Paulo Fidalgo
O perigo do negacionismo
Quando se fala em negacionismo relativamente à pandemia Covid por norma a conversa é sobre idiotas e cretinos que alegam a inexistência do vírus e propagam rebuscadas teorias sobre formas de controlo social incluídas nas vacinas.
Mas existe uma nova forma de negacionismo que talvez seja uma ameaça ainda mais séria à sanidade mental de todos quantos sabem, de ciência certa, que não vale a pena tentar fugir ao inevitável e que, quanto a inevitáveis, o único procedimento inteligente é prepararmo-nos para a sua chegada com as melhores defesas e as melhores armas de combate.
Pretender-se que a pandemia seja ultrapassada sem gravíssimos danos nas sociedades e nas economias, imaginarem-se bazucas e outras atoardas de eco fácil como solução milagrosa do descalabro empresarial, celebrar a criação de moeda e o aumento da massa monetária como nova magia dos soberanos, acreditar-se em milagres de normalidade fundados numa coletiva imunidade ao vírus, celebrar-se o teletrabalho como uma forma mais ou menos recreativa de fingirmos que tudo se faz no doce remanso do lar, enfim…
As novas narrativas de amortecimento político pouco ou nada constroem de verdadeiramente eficaz contra o inevitável e o inevitável é que esta crise será longa, terá as características de uma guerra de baixa intensidade e só será efetivamente superada se for vivida sem negações sucessivas dos seus efeitos duráveis sobre as estruturas económicas e sociais.
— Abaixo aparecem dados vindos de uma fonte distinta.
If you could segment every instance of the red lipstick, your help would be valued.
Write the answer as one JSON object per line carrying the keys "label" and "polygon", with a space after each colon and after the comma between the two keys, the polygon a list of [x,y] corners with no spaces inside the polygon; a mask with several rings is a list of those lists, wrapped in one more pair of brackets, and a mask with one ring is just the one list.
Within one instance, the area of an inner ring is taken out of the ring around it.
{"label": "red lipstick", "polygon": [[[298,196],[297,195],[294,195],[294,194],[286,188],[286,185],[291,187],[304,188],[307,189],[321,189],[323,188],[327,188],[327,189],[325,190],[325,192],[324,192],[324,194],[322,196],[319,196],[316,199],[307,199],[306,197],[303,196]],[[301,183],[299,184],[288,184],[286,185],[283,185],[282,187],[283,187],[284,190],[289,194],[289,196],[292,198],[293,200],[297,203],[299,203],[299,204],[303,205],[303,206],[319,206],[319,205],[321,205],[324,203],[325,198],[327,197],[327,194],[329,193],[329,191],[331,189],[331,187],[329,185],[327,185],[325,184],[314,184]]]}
Enfrentar a crise com responsabilidade pelo futuro dos nossos filhos e dos nossos netos implicará transformar radicalmente as formas de equacionar os problemas que enfrentamos e ter a lucidez de aceitar que a pandemia não é um breve intervalo entre duas normalidades, antes coloca dificuldades à sobrevivência do próprio conceito de normalidade.
Bastam pingos de inteligência e alguma literacia para perceber que Portugal tem vindo paulatinamente a transformar-se numa sociedade de perdedores, uma loser time de que os melhores jogadores procuram fugir, buscando noutras comunidades o seu lugar ao sol, a sua oportunidade de ser feliz e encaminhar os filhos.
Não faz sentido continuar a culpar os políticos e a lógica dos partidos por este facto, porque políticos e partidos igualmente duvidosos existem noutros países com melhores resultados. Haverá no nosso caso uma especial dissolução da energia criativa, uma ausência de solidariedade na exigência social, um individualismo que retira legitimidade ao interesse público e uma aceitação da pobreza que está na raiz da impotência generalizada.
A pandemia e os sucessivos confinamentos ameaçam levar ao paroxismo a divisão entre os portugueses que pacificamente recebem o salário enquanto esperam que suceda o prometido milagre e os outros que combatem diariamente nas trincheiras do real, com mais custos e ainda mais sozinhos, tentando evitar que tudo o que construíram se dissolva nessa irrealidade difusa a que ouvem chamar “ajudas do Estado”.